TERAMO. Fino al marzo scorso, c’era un buon motivo per cui il tribunale non agiva contro Richetti per gli affitti non pagati della Foodinvest Bakery (una somma che tra affitto di ramo d’azienda e affitto dell’immobile, mai pagato dall’inizio, più le penali previste dal contratto, si aggira sui 4,5 milioni). Il buon motivo era una causa civile con richiesta di danni per 7,5 milioni di euro intentata da Richetti nei confronti del tribunale perché, secondo l’azienda siciliana, questo all’epoca le avrebbe impedito di esercitare il diritto di opzione all’acquisto di Foodinvest Bakery. Il tribunale civile di Teramo il 31 marzo scorso ha dato torto in toto a Richetti con un provvedimento passato in giudicato, sicché ora il tribunale fallimentare può – anzi, deve – procedere all’azione di recupero dei crediti. Il giudice Cirillo ha affidato quest’azione all’avvocato Carlo Del Torto, lo stesso che ha vinto la causa contro Richetti di cui sopra.

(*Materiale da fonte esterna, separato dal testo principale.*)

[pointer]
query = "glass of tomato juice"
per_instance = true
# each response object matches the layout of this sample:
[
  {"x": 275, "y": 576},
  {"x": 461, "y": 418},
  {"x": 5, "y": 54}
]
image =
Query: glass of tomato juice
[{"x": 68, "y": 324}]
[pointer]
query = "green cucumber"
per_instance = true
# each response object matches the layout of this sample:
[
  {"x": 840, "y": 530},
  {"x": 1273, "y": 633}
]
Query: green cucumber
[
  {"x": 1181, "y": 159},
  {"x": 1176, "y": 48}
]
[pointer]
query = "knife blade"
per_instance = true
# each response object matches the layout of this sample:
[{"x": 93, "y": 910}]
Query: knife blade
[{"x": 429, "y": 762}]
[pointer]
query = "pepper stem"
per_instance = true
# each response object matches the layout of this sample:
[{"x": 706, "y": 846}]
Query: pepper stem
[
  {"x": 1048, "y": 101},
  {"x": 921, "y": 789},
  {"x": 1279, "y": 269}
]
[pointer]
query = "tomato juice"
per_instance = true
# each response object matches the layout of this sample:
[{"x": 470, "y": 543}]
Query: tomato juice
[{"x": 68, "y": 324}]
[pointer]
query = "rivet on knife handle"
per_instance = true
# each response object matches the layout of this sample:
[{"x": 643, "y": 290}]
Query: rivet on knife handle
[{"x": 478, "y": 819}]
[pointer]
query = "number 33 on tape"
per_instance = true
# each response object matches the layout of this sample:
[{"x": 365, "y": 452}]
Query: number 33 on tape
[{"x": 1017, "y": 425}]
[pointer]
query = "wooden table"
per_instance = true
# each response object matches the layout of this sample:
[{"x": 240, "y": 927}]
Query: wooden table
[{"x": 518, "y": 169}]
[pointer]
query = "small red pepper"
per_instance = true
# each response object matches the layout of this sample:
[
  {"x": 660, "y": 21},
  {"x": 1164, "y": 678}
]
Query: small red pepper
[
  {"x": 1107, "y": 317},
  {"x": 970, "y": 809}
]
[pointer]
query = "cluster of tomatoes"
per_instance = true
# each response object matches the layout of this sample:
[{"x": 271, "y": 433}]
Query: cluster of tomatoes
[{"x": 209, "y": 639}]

Intanto Cirillo ha affidato una perizia sul valore dell’azienda il cui esito dovrebbe schiarire le idee al tribunale in vista dell’eventuale vendita di Foodinvest al miglior offerente. Oltre alla volontà di Richetti di acquistare e alla proposta di concordato di Rinnovamento Alimentare, è ancora in piedi un’offerta di acquisto presentata a fine 2013 dalla dolciaria teatina D’Orsogna. Tante, insomma, le questioni ancora irrisolte. Lo scenario è quantomai complesso e a complicarlo ulteriormente arriveranno presto le denunce dei Malavolta. Una cosa è certa: la Foodinvest (che lavora per colossi come Nestlè, Ferrero e Algida) fa gola.(d.v.)